Article 2 : La décision de la directrice territoriale de l’Office français de l’immigration et de l’intégration du 17 avril 2025 est annulée.
Article 3 : Il est enjoint à l’Office français de l’immigration et de l’intégration d’accorder à Mme A… le bénéfice des conditions matérielles d’accueil des demandeurs d’asile dans un délai de deux mois à compter de notification du présent arrêt.
Article 4 : L’Office français de l’immigration et de l’intégration versera à Me Louis une somme de 1 200 euros dans les conditions fixées à l’article 37 de la loi du 10 juillet 1991.
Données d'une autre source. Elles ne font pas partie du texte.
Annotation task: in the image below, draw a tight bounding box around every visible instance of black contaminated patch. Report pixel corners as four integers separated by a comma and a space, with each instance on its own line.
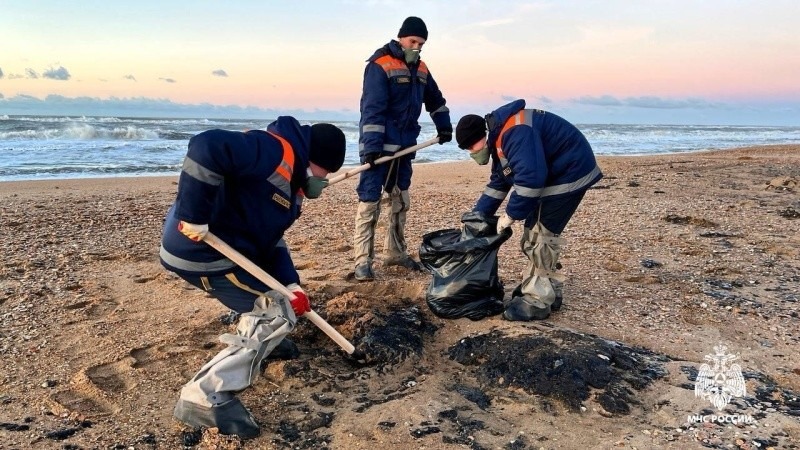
448, 331, 669, 414
354, 306, 436, 366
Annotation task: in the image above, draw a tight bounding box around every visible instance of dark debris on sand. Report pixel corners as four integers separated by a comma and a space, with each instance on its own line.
448, 330, 670, 414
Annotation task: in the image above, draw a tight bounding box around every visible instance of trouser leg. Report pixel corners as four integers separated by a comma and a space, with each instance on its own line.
174, 291, 296, 439
353, 201, 381, 267
383, 187, 411, 261
520, 222, 563, 306
504, 222, 563, 320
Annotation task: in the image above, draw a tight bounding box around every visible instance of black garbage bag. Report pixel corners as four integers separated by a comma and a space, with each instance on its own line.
419, 211, 512, 320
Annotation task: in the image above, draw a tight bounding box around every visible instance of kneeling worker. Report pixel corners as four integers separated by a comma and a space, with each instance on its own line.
456, 100, 603, 321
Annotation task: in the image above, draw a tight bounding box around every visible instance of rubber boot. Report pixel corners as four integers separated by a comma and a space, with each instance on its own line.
383, 187, 422, 271
174, 291, 297, 439
353, 201, 381, 281
503, 222, 563, 321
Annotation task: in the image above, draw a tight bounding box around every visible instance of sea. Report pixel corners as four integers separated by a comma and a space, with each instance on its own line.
0, 115, 800, 181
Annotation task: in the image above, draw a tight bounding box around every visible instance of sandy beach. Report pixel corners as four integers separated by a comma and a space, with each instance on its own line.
0, 146, 800, 449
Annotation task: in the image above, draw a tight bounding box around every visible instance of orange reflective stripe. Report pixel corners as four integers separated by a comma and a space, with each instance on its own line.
375, 55, 406, 72
495, 109, 525, 158
267, 131, 294, 181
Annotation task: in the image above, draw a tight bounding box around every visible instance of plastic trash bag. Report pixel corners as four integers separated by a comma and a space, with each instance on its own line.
419, 211, 512, 320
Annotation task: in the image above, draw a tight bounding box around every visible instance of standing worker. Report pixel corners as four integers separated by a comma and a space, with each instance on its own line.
160, 116, 345, 439
353, 17, 453, 281
456, 100, 603, 321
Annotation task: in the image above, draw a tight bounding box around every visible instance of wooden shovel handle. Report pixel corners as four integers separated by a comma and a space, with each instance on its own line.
203, 231, 355, 355
328, 136, 439, 186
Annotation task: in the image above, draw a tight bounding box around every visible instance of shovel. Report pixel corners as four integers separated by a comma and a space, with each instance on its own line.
328, 136, 439, 186
203, 231, 355, 355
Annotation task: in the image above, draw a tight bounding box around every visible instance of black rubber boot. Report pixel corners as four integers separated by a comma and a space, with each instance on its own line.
511, 283, 564, 312
503, 297, 550, 322
174, 392, 261, 439
383, 256, 425, 272
266, 338, 300, 361
355, 263, 375, 281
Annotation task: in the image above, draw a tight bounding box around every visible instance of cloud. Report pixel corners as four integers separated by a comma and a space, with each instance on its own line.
571, 95, 725, 109
42, 66, 71, 81
572, 95, 622, 106
0, 94, 359, 121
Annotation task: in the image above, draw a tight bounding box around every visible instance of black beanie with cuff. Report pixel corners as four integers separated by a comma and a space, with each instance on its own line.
456, 114, 486, 150
397, 16, 428, 41
308, 123, 347, 172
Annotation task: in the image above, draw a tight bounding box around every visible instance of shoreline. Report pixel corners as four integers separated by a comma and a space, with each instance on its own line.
0, 145, 800, 450
0, 143, 800, 185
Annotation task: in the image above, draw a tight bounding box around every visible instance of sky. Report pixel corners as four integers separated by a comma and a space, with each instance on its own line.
0, 0, 800, 126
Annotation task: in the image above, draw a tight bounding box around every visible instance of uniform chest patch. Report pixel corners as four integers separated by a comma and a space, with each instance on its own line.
272, 192, 292, 209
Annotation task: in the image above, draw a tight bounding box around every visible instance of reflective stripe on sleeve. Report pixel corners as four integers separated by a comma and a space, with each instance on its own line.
361, 125, 386, 133
542, 166, 600, 197
158, 245, 236, 272
182, 156, 223, 186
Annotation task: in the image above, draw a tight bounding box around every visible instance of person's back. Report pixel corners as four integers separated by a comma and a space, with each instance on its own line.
353, 16, 453, 281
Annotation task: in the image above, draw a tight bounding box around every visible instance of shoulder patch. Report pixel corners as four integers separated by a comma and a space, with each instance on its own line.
272, 192, 292, 209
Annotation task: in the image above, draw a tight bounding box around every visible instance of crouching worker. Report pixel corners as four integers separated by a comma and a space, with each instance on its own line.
160, 117, 345, 439
456, 100, 603, 321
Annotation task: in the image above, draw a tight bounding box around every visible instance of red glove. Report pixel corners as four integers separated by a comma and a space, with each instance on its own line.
287, 283, 311, 317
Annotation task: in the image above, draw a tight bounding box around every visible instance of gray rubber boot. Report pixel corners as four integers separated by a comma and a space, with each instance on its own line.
383, 187, 423, 270
353, 201, 381, 281
503, 222, 564, 321
174, 291, 297, 439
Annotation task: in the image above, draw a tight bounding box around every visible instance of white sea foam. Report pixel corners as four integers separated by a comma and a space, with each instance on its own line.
0, 115, 800, 181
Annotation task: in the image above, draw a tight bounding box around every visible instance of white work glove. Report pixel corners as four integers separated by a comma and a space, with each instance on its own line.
497, 213, 515, 234
178, 220, 208, 242
286, 283, 311, 317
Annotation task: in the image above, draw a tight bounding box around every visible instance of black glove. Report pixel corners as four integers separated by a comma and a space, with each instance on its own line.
362, 153, 381, 169
436, 128, 453, 145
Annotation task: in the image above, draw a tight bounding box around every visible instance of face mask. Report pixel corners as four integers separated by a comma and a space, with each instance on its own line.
403, 48, 419, 64
469, 145, 489, 166
303, 169, 328, 198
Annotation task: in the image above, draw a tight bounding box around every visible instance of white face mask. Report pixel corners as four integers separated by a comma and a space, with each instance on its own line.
303, 167, 328, 198
469, 145, 490, 166
403, 48, 420, 64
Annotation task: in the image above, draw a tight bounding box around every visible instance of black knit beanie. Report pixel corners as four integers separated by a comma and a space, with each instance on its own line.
397, 16, 428, 41
308, 123, 347, 172
456, 114, 486, 150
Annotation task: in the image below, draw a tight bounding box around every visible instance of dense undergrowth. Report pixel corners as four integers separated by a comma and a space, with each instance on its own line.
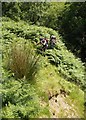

Article 5 : Le présent arrêt sera notifié à Mme A…, à Me Louis et à l’Office français de l’immigration et de l’intégration.
Délibéré après l’audience du 26 mai 2026, à laquelle siégeaient :
– M. Lainé, président de chambre,
– M. Catroux, premier conseiller,
– M. Mas, premier conseiller.
Rendu public par mise à disposition au greffe le 12 juin 2026.
Le rapporteur,
X. CATROUX
Le président,
L. LAINÉ
Le greffier,
C. WOLF
La République mande et ordonne au ministre de l’intérieur en ce qui le concerne, et à tous commissaires de justice à ce requis en ce qui concerne les voies de droit commun contre les parties privées, de pourvoir à l’exécution de la présente décision.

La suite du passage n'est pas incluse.